I have a subquery that runs without problems on MySQL and I wanted to use the same query on AWS-Redshift, but I am getting this error: [0A000] ERROR: This type of correlated subquery pattern is not supported yet
, this is the query:
SELECT
COALESCE(r.id, r2.id) AS region_id,
FROM
search s
LEFT JOIN
region r ON s.region_id = r.id
LEFT JOIN
region r2 ON r2.id = (SELECT id
FROM region AS r
WHERE (acos(sin(radians(s.latitude))
* sin(radians(r.latitude))
+ cos(radians(s.latitude))
* cos(radians(r.latitude))
* cos(radians(r.longitude) - radians(s.longitude))
) * 3959 < :dis
)
AND type IN (1)
ORDER BY
(
acos
(
sin(radians(s.latitude))
* sin(radians(r.latitude))
+ cos(radians(s.latitude))
* cos(radians(r.latitude))
* cos(radians(r.longitude) - radians(s.longitude))
)
* 3959
) ASC LIMIT 1)
WHERE
s.user IS NOT NULL
ORDER BY
s.date_created DESC;
So far, what I have found is that this part of the code is the problem:
( acos
(
sin(radians(s.latitude))
* sin(radians(r.latitude))
+ cos(radians(s.latitude))
* cos(radians(r.latitude))
* cos(radians(r.longitude) - radians(s.longitude))
) * 3959 < :dis
)
AND type IN (1)
ORDER BY
(
acos
(
sin(radians(s.latitude))
* sin(radians(r.latitude))
+ cos(radians(s.latitude))
* cos(radians(r.latitude))
* cos(radians(r.longitude) - radians(s.longitude))
)
* 3959
)
But I do not know how to do it without a subquery.
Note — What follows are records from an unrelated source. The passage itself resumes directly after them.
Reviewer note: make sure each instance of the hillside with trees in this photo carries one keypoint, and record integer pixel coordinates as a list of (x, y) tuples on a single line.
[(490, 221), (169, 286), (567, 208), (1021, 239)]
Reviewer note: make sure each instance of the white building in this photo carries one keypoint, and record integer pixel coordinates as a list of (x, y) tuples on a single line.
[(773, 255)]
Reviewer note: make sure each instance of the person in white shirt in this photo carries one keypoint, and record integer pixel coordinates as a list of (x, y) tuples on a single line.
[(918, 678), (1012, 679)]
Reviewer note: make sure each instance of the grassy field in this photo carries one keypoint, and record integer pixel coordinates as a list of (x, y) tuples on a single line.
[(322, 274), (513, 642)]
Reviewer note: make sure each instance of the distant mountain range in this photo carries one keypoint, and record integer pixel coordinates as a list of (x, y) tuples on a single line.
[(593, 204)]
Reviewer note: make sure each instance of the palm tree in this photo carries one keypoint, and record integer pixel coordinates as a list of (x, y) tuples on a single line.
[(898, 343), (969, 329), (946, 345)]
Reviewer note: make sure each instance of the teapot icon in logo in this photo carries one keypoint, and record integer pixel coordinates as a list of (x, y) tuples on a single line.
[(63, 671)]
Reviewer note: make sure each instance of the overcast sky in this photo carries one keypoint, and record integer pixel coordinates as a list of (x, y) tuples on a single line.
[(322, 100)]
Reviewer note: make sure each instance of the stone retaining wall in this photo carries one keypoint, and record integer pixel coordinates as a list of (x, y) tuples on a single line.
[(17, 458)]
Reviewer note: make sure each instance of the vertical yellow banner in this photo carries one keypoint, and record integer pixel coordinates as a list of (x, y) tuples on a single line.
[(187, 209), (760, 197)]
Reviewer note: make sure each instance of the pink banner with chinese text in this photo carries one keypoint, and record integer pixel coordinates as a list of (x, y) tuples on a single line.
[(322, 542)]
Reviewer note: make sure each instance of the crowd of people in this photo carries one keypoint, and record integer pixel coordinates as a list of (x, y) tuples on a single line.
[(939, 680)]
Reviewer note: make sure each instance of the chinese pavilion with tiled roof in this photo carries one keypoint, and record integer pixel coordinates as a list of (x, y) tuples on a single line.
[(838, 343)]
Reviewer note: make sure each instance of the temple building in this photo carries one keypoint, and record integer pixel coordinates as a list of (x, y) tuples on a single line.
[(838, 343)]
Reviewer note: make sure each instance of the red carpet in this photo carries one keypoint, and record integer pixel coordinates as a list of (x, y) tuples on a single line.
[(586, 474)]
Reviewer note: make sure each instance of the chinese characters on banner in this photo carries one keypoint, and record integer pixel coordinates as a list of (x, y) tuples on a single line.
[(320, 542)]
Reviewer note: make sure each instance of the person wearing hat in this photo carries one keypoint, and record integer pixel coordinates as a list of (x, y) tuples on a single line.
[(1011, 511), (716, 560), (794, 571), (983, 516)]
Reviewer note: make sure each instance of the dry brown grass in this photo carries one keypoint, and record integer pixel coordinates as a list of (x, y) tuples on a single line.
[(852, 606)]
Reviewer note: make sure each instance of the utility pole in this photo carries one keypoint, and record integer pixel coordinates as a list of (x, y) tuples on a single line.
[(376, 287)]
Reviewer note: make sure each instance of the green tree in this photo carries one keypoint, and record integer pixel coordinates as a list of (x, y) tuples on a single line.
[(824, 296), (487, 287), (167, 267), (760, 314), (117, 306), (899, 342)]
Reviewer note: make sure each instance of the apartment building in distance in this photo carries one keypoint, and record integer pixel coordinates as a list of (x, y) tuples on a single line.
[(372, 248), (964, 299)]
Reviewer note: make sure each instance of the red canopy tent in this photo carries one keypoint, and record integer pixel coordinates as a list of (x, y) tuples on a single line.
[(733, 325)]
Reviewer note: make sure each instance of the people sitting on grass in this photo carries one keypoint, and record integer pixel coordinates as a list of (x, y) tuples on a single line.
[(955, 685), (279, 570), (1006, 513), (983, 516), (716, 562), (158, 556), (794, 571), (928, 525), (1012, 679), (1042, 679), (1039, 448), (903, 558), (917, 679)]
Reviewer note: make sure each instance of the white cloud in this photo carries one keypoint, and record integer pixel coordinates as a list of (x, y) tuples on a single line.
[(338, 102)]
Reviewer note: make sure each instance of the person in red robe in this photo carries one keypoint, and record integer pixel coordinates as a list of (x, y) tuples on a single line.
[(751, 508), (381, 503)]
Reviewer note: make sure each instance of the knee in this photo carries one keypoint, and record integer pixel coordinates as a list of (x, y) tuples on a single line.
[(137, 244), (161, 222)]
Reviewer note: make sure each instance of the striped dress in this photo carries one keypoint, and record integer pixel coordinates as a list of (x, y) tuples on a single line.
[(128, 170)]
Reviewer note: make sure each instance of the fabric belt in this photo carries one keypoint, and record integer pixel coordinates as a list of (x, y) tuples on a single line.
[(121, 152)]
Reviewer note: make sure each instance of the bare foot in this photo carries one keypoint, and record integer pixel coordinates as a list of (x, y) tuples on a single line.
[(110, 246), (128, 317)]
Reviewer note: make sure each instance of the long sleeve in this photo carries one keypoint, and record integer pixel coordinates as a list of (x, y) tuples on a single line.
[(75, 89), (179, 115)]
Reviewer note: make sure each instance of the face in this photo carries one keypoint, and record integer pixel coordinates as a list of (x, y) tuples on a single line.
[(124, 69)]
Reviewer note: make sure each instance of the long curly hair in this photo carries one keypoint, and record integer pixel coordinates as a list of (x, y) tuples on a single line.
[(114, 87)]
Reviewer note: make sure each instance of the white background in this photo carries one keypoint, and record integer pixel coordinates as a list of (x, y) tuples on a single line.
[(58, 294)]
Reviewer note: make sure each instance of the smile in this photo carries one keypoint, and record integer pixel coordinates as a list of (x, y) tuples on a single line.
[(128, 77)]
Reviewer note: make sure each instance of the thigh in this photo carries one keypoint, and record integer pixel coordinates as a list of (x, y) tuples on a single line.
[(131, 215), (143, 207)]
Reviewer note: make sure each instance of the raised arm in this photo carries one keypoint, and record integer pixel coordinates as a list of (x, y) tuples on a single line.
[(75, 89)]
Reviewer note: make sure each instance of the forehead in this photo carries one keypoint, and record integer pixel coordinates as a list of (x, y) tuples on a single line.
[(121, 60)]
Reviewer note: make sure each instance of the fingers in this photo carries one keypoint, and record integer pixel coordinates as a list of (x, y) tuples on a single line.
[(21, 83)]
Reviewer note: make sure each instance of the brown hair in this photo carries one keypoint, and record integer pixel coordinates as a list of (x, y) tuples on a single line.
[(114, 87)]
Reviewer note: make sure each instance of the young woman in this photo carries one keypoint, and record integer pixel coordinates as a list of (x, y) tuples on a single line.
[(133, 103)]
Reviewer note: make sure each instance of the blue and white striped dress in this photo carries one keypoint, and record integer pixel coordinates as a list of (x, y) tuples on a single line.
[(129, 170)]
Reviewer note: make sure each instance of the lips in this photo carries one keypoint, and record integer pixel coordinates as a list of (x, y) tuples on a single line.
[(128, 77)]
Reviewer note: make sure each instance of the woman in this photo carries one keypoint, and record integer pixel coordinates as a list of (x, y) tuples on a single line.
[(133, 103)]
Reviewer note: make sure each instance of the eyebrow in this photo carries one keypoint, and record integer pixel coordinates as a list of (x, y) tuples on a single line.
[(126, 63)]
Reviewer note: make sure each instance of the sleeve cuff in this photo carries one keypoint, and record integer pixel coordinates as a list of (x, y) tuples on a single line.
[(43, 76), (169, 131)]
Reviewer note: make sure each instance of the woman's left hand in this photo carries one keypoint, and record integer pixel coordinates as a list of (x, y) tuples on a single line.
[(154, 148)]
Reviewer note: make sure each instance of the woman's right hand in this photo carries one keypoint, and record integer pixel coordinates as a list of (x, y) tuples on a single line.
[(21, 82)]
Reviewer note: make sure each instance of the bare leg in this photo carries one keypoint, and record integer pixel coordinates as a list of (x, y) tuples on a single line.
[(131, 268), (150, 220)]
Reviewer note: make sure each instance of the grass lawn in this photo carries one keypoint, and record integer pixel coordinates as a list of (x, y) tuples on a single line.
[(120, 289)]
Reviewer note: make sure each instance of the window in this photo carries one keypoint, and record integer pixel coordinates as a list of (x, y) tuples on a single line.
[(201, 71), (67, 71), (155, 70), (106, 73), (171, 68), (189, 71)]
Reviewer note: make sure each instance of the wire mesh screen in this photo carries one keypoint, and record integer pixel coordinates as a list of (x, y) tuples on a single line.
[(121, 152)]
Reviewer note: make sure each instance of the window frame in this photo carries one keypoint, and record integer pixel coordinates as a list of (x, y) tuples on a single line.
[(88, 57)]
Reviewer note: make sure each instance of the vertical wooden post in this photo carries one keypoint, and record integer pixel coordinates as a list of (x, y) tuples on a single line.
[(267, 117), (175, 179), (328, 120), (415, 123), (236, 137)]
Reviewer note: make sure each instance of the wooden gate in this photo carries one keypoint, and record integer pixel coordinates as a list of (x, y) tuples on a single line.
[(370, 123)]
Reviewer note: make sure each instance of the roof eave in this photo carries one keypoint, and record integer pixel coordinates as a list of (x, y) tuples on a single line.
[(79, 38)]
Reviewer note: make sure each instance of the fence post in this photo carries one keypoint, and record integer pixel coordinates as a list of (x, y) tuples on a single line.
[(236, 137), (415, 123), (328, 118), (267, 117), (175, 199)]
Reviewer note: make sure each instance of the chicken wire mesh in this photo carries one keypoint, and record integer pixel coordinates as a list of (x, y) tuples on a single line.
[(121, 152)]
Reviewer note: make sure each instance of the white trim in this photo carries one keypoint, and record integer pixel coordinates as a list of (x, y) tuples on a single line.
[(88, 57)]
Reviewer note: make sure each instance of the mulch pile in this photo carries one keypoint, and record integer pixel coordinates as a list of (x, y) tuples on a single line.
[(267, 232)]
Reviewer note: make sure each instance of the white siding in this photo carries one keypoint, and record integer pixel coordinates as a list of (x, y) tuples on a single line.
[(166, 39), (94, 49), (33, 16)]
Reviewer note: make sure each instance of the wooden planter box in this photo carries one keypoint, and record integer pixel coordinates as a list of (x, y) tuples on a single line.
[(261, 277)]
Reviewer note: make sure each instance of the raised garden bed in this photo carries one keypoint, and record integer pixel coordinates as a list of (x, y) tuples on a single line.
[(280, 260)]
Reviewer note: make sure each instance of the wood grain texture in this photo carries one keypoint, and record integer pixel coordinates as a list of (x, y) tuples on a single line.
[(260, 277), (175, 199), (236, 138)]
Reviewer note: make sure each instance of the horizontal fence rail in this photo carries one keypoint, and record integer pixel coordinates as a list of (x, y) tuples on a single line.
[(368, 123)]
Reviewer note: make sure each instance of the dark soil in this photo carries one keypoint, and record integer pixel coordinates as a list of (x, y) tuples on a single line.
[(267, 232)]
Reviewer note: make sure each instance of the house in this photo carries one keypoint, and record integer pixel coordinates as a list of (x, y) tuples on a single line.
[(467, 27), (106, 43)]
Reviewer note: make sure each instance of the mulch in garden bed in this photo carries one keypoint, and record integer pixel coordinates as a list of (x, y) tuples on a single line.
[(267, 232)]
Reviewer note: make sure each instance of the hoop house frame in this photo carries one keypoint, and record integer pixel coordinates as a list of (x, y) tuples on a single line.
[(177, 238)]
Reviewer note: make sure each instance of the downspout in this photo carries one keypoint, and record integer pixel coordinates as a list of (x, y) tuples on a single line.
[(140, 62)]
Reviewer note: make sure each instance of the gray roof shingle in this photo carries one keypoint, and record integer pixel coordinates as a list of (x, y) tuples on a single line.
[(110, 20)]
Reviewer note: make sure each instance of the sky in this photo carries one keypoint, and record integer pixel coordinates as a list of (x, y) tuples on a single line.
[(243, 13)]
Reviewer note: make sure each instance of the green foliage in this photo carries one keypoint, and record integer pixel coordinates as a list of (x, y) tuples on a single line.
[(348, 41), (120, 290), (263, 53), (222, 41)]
The problem is that the subquery in the ON clause needs to be re-evaluated for each join possibility. On a clustered db this is prohibitively expensive. So you need to flatten this out to an additional set of JOIN information that has all the needed information to join r and r2.
I can take a stab at this but I don't know your data and I'm just guessing on what is important in the query.
SELECT
COALESCE(r.id, c.region_id) AS region_id,
FROM
search s
LEFT JOIN
region r ON s.region_id = r.id
LEFT JOIN ( SELECT search_id, region_id
FROM ( SELECT s.id as search_id, x.id as region_id,
acos(sin(radians(t.latitude))
* sin(radians(x.latitude))
+ cos(radians(t.latitude))
* cos(radians(x.latitude))
* cos(radians(x.longitude) - radians(t.longitude))
) * 3959 as calc,
ROW_NUMBER() OVER (partition by id1 order by calc asc) as rn
FROM region AS x
CROSS JOIN search t
WHERE calc < :dis
AND type IN (1)
AND t.user IS NOT NULL)
WHERE rn = 1) c
ON c.search_id = s.id
WHERE
s.user IS NOT NULL
ORDER BY
s.date_created DESC;
I can't test this so hopefully this change gives you a place to start from.
Note the CROSS JOIN. This is a slightly less expensive replacement for the correlated subquery. Either way you are calculating a distance(?) for every row combination between region and search and then finding the smallest value.